Hence why they are doing a JIT this time around, but as we all know Intel isn't happy about it.


The x86 emulation is completely irrelevant. Microsoft didn't want win32 applications to be recompiled to run on Windows RT. They now changed their mind. The only benefit of emulating x86 is for software that is no longer supported. If it's mission critical then those businesses that rely on x86 backwards compatibility will stay with x86 hardware because paying $600 more for a computer doesn't even register on their radar. The only reason I'd care about x86 emulation is to run old video games.


It is completely relevant. Basically, you can now replace aging Windows PCs with VDI hosted on ARM clouds, and people won't know or be able to tell a difference. You will now have x86 Win32 apps, arm64 Win32 apps, and UWP running on what's just another SKU of Win10. And since every piece of software for Windows must support 32-bit x86, there is full backwards comaptibilty.

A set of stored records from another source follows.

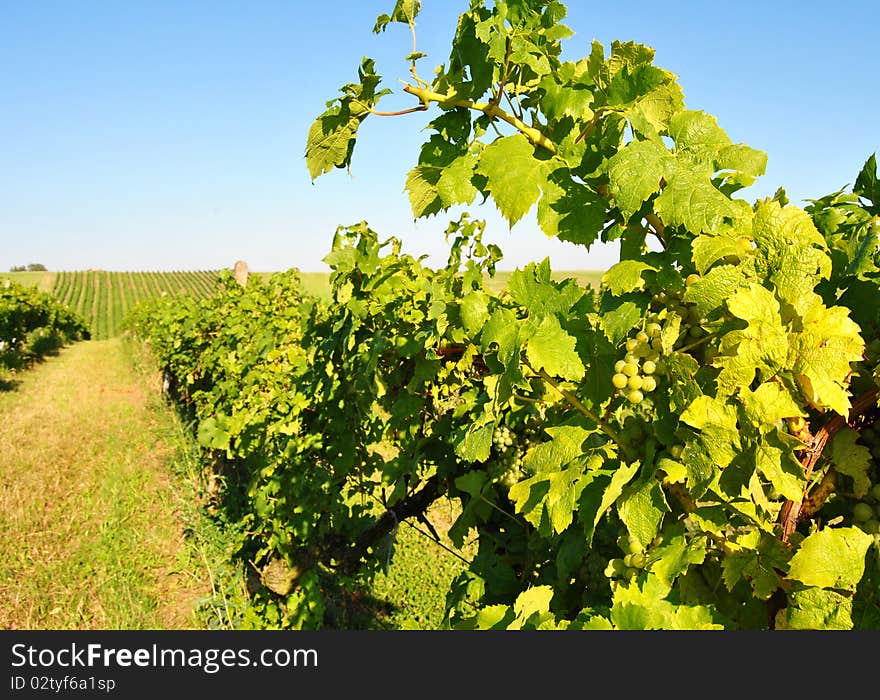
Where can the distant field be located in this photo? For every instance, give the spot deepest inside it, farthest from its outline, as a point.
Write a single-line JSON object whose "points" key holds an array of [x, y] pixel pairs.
{"points": [[318, 283], [41, 280], [103, 298]]}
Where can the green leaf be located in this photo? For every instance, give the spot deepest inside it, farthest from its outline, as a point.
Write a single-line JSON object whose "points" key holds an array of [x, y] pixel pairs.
{"points": [[708, 250], [781, 469], [821, 356], [769, 403], [535, 600], [514, 177], [565, 445], [641, 604], [474, 312], [676, 555], [759, 557], [691, 201], [626, 276], [621, 477], [533, 288], [642, 510], [552, 349], [717, 422], [635, 172], [422, 188], [816, 609], [761, 347], [697, 135], [831, 558], [570, 211], [550, 495], [454, 185], [330, 141], [852, 459]]}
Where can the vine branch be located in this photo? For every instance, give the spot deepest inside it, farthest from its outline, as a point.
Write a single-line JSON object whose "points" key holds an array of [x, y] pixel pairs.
{"points": [[793, 512]]}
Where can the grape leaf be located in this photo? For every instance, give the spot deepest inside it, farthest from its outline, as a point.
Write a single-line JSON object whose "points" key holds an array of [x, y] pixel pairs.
{"points": [[514, 177], [831, 558]]}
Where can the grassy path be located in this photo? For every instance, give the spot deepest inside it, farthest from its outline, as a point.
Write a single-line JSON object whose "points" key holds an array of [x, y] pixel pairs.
{"points": [[91, 519]]}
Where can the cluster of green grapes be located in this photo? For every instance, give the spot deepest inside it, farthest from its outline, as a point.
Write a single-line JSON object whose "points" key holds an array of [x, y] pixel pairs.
{"points": [[633, 561], [509, 461], [666, 303], [635, 375], [866, 511]]}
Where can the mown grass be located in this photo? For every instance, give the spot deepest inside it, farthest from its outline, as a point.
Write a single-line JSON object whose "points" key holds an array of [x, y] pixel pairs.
{"points": [[96, 506], [39, 279]]}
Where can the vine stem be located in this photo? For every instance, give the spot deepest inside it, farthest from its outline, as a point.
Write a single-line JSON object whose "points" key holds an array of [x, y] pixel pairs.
{"points": [[490, 109], [576, 404], [399, 113], [790, 513]]}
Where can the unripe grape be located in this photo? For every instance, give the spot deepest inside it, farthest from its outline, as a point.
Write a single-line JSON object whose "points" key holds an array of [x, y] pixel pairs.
{"points": [[630, 369], [862, 512], [617, 566], [797, 424]]}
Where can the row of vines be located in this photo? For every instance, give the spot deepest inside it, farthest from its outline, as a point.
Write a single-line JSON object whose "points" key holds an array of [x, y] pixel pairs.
{"points": [[33, 324], [104, 298], [692, 446]]}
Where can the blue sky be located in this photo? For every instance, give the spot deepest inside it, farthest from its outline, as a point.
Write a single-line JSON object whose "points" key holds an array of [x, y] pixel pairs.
{"points": [[169, 135]]}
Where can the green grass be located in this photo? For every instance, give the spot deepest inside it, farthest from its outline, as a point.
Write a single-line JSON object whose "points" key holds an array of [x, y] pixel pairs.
{"points": [[41, 280], [95, 500], [102, 297]]}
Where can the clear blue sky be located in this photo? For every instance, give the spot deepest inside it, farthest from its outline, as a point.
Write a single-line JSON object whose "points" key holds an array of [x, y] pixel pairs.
{"points": [[169, 134]]}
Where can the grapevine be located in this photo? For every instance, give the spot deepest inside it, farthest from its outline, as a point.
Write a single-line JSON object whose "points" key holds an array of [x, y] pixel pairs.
{"points": [[691, 446]]}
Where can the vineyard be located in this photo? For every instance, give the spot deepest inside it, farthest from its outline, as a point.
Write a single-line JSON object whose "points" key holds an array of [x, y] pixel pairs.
{"points": [[690, 446], [103, 298], [686, 440]]}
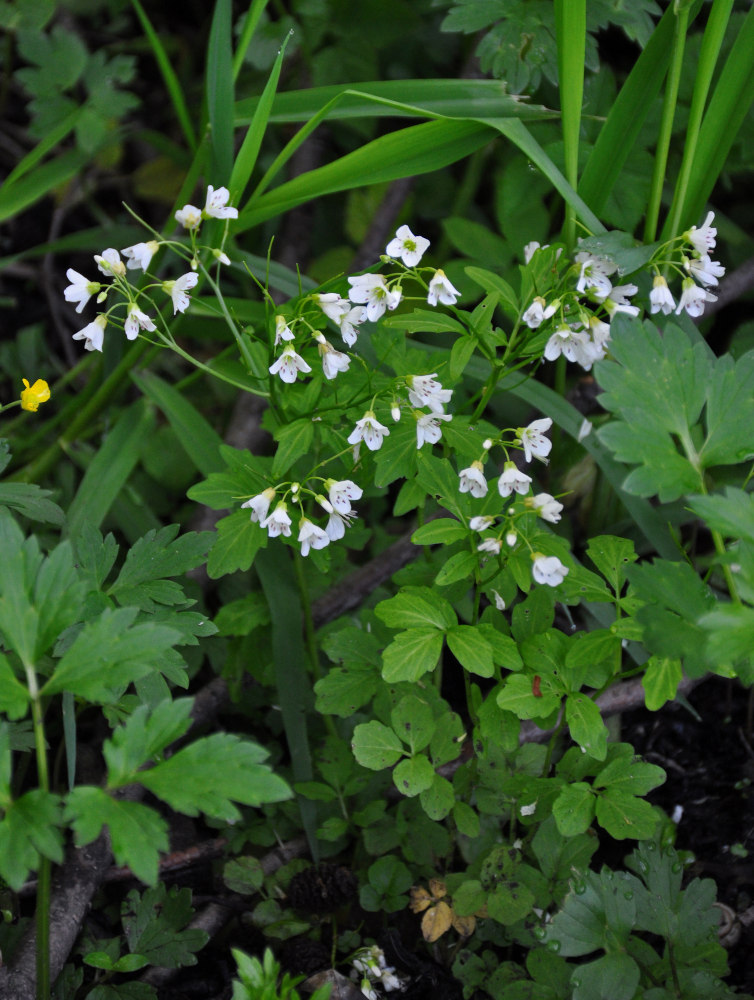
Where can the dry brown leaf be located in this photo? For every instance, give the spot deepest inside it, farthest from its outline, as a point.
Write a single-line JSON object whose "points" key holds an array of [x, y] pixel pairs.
{"points": [[436, 921]]}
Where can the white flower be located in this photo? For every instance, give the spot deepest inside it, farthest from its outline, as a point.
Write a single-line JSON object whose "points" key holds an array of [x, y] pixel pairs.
{"points": [[289, 364], [441, 290], [548, 569], [408, 247], [512, 479], [490, 545], [705, 271], [334, 306], [480, 522], [370, 431], [693, 298], [80, 290], [140, 254], [189, 216], [177, 290], [278, 522], [703, 239], [472, 480], [332, 361], [429, 429], [93, 334], [260, 504], [617, 301], [372, 290], [573, 343], [424, 390], [538, 312], [546, 507], [350, 323], [109, 263], [311, 536], [282, 330], [341, 493], [216, 204], [594, 274], [660, 298], [135, 321], [532, 438]]}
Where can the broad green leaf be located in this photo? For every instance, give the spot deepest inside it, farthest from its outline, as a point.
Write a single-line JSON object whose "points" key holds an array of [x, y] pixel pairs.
{"points": [[586, 725], [137, 833], [574, 809], [471, 649], [31, 826], [624, 815], [443, 530], [143, 735], [413, 721], [109, 653], [413, 775], [412, 654], [662, 675], [375, 746], [461, 566], [416, 607], [212, 773]]}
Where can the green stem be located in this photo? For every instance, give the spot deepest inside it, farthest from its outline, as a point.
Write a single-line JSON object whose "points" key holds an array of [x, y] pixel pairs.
{"points": [[666, 125]]}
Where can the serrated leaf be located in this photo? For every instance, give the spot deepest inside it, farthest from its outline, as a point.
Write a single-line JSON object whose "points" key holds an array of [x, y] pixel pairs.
{"points": [[137, 833], [412, 654], [624, 815], [471, 649], [413, 722], [586, 725], [413, 775], [574, 809], [155, 926], [376, 746], [416, 607], [109, 653], [212, 773]]}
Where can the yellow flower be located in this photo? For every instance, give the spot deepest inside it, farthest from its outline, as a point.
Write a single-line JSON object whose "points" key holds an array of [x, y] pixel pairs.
{"points": [[35, 394]]}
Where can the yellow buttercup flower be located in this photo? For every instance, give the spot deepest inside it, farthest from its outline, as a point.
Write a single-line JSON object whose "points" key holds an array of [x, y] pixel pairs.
{"points": [[35, 394]]}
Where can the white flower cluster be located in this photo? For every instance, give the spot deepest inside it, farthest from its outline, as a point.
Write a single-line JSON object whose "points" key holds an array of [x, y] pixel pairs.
{"points": [[545, 569], [580, 313], [370, 296], [371, 968], [310, 535], [140, 255]]}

You won't need to wait for some mission-critical bit of software to be ported, and in the Windows world, there is plenty of mission-critical abandonware, trust me. Now it gets the AOT/JIT treatment. Microsoft just made enterprise a reality for ARM64 servers by crossing the proverbial rubicon. Suddenly, if you use Windows and Microsoft products, you can still buy into ARM data centers and clouds.


It doesn't have to be about the cost of a computer but e.g. getting field workers onto Windows tablets with decent battery life (but still being able to use the ancient in-house timeclock app)


It is not only business, they need a way to bring those XP users.


OSS (FOSS/FLOSS) and the current push to boutique vertical software stacks largely make ISA wars irrelevant. Right now if it runs Linux and does virtualization it is good enough, and organizations will buy gear based on other characteristics. And Microsoft realized they don't want to be a purveyor of x86 goods either, probably because they don't want Windows to turn into another OpenVMS or AIX.


While true, open source, mobile OSes and IoT wave were less relevant when those situations happened.

Nowadays it seems they will get cornered on desktop and server CPUs, unless they happen to buy ARM licenses or try to re-invent CPUs with builtin FPGAs.